El médico vio varias granjas muy cercanas entre sí, una especie de aldea. Estaban habitadas, pero sólo quedaban mujeres y niños. Los hombres estaban en el frente. Jean-Marie fue trasladado a una de ellas. Las casas vecinas acogieron a los demás soldados; en cuanto al oficial, encontró una bicicleta de mujer y decidió ir a la ciudad más cercana en busca de ayuda, de gasolina, de camiones, de lo que encontrara…

«Si tiene que morir -pensó echando un último vistazo a Michaud, que seguía tendido en su camilla en la amplia cocina de la granja, mientras las mujeres preparaban y calentaban la cama-, si ha llegado su hora, más vale que sea entre sábanas limpias que en la carretera…»

Empezó a pedalear hacia Vendôme. Cuando estaba llegando a la ciudad, tras viajar toda la noche, cayó en manos de los alemanes, que lo hicieron prisionero. Entretanto, al ver que no volvía, las mujeres habían ido al pueblo a avisar al médico y las monjas del hospital. El hospital estaba lleno, porque habían llevado allí a las víctimas del último bombardeo. Los soldados se quedaron en la aldea. Las mujeres se quejaban: en ausencia de los hombres, bastante tenían con las faenas del campo y el cuidado de los animales como para encima ocuparse de los heridos que les habían endosado. Levantando con dificultad los párpados, que le ardían de fiebre, Jean-Marie veía delante de su cama a una anciana de nariz larga y cetrina que hacía punto y suspiraba mirándolo:

– Si al menos supiera que mi pobre muchacho, allá donde lo tengan, está tan bien cuidado como éste, al que no conozco de nada…

En las pausas entre sus confusos sueños, Jean-Marie oía el tintineo de las agujas; la madeja de lana rebotaba en su cubrepiés; en su delirio, le parecía que la mujer tenía las orejas puntiagudas y una cola, y extendía la mano para acariciársela. De vez en cuando, la nuera de la granjera se acercaba a la cama; era joven, tenía un rostro fresco, rubicundo, de rasgos un poco toscos, y ojos negros, vivaces y límpidos. Un día le trajo un puñado de cerezas y se las dejó en la almohada.
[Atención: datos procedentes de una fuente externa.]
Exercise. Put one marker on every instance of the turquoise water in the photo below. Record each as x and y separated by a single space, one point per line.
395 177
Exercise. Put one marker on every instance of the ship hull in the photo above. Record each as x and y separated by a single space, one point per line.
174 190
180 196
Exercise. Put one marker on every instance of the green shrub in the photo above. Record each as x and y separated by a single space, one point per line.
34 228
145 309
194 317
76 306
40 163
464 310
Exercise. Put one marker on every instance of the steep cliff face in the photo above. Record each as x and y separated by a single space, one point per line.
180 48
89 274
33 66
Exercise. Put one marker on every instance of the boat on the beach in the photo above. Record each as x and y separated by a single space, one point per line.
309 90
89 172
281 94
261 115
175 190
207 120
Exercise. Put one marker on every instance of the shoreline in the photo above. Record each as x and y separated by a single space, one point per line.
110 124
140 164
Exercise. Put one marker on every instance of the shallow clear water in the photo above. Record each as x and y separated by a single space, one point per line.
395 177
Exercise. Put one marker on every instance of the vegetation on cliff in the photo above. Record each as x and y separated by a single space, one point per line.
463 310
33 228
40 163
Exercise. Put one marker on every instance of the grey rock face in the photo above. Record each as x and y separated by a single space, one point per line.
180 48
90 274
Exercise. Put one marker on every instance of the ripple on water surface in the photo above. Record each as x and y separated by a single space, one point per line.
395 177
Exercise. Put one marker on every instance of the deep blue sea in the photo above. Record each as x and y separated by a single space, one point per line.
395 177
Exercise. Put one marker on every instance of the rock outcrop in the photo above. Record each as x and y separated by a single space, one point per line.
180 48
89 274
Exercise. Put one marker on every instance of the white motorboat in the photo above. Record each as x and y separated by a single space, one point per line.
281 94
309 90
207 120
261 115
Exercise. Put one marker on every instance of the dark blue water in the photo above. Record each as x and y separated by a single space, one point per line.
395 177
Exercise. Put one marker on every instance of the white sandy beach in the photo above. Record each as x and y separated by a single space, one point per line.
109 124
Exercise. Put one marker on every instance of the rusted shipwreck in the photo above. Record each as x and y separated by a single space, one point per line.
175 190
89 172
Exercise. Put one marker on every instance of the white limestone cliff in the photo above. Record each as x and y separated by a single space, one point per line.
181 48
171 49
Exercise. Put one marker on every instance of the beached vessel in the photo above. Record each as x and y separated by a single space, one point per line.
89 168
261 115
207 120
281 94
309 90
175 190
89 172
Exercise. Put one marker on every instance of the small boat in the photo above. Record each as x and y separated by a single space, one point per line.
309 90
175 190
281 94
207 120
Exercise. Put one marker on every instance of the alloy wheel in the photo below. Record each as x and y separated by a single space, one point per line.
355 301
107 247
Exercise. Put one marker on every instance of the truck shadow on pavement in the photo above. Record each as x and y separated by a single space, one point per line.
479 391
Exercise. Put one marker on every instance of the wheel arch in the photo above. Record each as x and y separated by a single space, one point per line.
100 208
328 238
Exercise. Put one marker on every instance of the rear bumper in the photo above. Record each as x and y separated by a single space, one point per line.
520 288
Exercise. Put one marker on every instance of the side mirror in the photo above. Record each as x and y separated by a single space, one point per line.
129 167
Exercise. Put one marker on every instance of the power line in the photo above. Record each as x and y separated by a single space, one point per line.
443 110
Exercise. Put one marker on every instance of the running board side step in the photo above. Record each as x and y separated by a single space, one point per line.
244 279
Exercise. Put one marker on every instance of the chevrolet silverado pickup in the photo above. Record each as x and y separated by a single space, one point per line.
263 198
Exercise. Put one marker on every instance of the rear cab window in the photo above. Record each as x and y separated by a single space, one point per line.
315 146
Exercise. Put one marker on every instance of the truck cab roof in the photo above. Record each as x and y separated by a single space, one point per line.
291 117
Le prohibieron comérselas, pero se las llevaba a las mejillas, que le ardían como el fuego, y se sentía aliviado y casi feliz.

14

Los Corte habían dejado Orleáns y seguían viajando hacia Burdeos. Lo que complicaba las cosas era que no sabían exactamente adónde iban. En un primer momento habían pensado marcharse a Bretaña, pero luego decidieron dirigirse al sur. Ahora Gabriel decía que se iría de Francia.

– No saldremos vivos de aquí -murmuró Florence.

Lo que sentía no era tanto cansancio y miedo como cólera, una rabia ciega, frenética, que iba creciendo en su interior y la ahogaba. A su modo de ver, Gabriel había incumplido el contrato tácito que los unía. Después de todo, entre un hombre y una mujer de su situación, de su edad, el amor es un trueque. Ella se había entregado porque a cambio esperaba recibir de él una protección no sólo material, sino también espiritual, y hasta entonces la había recibido en forma de dinero y prestigio; Gabriel le había pagado como debía. Pero, de pronto, le parecía un hombre débil y despreciable.

– ¿Quieres decirme qué vamos a hacer nosotros en el extranjero? ¿Cómo viviremos? Todo tu dinero está aquí, puesto que cometiste la estupidez de traértelo de Londres, nunca he sabido por qué, ¡caramba!

– Porque pensaba que Inglaterra corría más peligro que Francia. He confiado en mi país, en el ejército de mi país. Supongo que no irás a reprocharme también eso, ¿no? Además, ¿por qué te preocupas tanto? Afortunadamente soy famoso en todas partes, creo yo.

Gabriel se interrumpió bruscamente, sacó la cabeza por la ventanilla y volvió a meterla con un gesto de irritación.

– ¿Y ahora qué pasa? -exclamó Florence alzando los ojos al cielo.

– Esa gente…

Corte señaló el coche abollado que acababa de adelantarlos. Florence miró a sus ocupantes; habían pasado la noche en Orleáns junto a ellos, en la plaza. El hombre de la gorra, la mujer con el bebé y la otra con la cabeza vendada eran fácilmente reconocibles.